Implementation Notes

  • _compute_device_partitions() now assigns whole devices instead of partial slot amounts
  • _compute_device_partition() calculates per-agent device count using divmod
  • SHARED mode unchanged - all agents still see all devices
  • AUTO_SPLIT and MANUAL modes now enforce device mutual exclusivity

Checklist: (if applicable)

  • Milestone metadata specifying the target backport version
  • Mention to the original issue
  • Installer updates including:
    • Fixtures for db schema changes
    • New mandatory config options
  • Update of end-to-end CLI integration tests in ai.backend.test
  • API server-client counterparts (e.g., manager API -> client SDK)
  • Test case(s) to:
    • Demonstrate the difference of before/after
    • Demonstrate the flow of abstract/conceptual models with a concrete implementation
  • Documentation
    • Contents in the docs directory
    • docstrings in public interfaces and type annotations

@github-actions github-actions bot added size:XL 500~ LoC comp:agent Related to Agent component labels Dec 2, 2025
@hhoikoo hhoikoo force-pushed the feat/BA-3212/multi-agent-device-split branch 2 times, most recently from 0a23c75 to 9c8fb64 Compare December 2, 2025 08:08
Base automatically changed from fix/BA-3199 to main December 2, 2025 14:25
@HyeockJinKim HyeockJinKim force-pushed the main branch 2 times, most recently from 9552aac to 4af738e Compare December 31, 2025 15:41
@hhoikoo hhoikoo marked this pull request as draft January 19, 2026 04:16
@hhoikoo
Copy link
Member Author

hhoikoo commented Jan 26, 2026

BEP-1016 Compatibility Review

After reviewing this PR against BEP-1016 (Accelerator Interface v2), there is one key fix needed to ensure V1 implementation doesn't violate V2 assumptions.

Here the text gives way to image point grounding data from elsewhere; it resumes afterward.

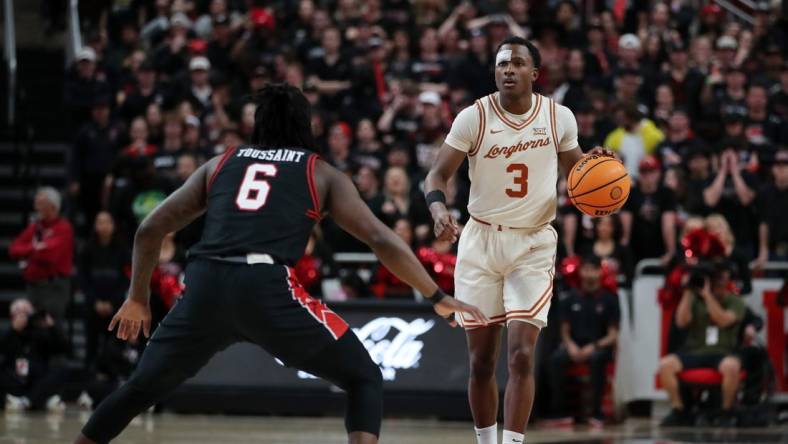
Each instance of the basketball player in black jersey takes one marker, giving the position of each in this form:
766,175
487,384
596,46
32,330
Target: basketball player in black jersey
261,203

Issue: Device Mutual Exclusivity

BEP-1016 Requirement:

"(NOTE: partitioning here means per-device, not within-device!)"

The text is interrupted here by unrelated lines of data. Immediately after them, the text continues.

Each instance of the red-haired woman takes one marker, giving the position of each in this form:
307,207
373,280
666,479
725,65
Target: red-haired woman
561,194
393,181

"Decision: Cross-agent device sharing is not supported. Devices are always mutually exclusive between agents within a node."

In BEP-1016, each agent's allowed devices will be expressed as a device_mask: frozenset[DeviceId] — a simple allowlist. This design fundamentally requires that each DeviceId belongs to exactly ONE agent.

Current PR Behavior:
The fill-from-front algorithm in _compute_device_partition() currently allows the same DeviceId to appear in multiple agents' partitions when devices have fractional capacity. For example, the test shows:

# 3 agents all accessing cuda0 with amount=1 each
for i in range(1, 4):
    ctx = allocator.get_computers(AgentId(f"agent{i}"))[DeviceName("cuda")]
    assert ctx.alloc_map.device_slots[DeviceId("cuda0")].amount == Decimal("1")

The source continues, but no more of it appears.